Jack has a note for everyone at his company, everyone he talks to.

Find something you check on a daily basis. Create a new note, name it Daily, write Do:, Don't: headings. Put in everything you want to do, everything you don't want to do. The easiest way to add to the Don'ts is noticing something you never want to do again.

Jack's Dos:

  1. Stay present.
  2. Be vulnerable. Show people your mistakes and fears, because they can relate.
  3. Drink only lemon water and red wine.
  4. Do x squats, run 3 miles, etc etc.
  5. Stand up straight.
  6. Say hello to everyone.
  7. Get 7 hours of sleep.

Jack's Don'ts:

  1. Don't avoid eye contact.
  2. Don't be late.
  3. Don't set expectations for someone and not meet them.
  4. Don't eat sugar, wheat, lentils, dairy...
  5. Don't drink hard liquor or beer on weekdays.

Doing this gives you focus, helps you ignore everything else that's going on, all the noise. Square has a Do and Don't list which has been fundamental in helping them move fast, continue to innovate, push the boundaries, question + reset everything they think about the organization.

What's the end product?

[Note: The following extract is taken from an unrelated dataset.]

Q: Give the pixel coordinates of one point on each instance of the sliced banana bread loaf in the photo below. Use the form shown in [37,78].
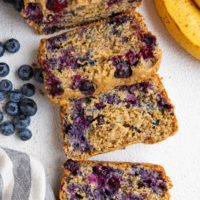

Something that delights people, something people can't help but engage in. We want to create something that resonates with every single person on the planet.

Leave you with one of my favorite songs: "Angoisse"

If you take away anything from this day, it's that you are the future, you are the ones that have the ideas in your head, you are the only ones who can build it for yourself, and that is your task - you are building what you want to see in the world, you're making a bet with the world that you're building something useful to other people.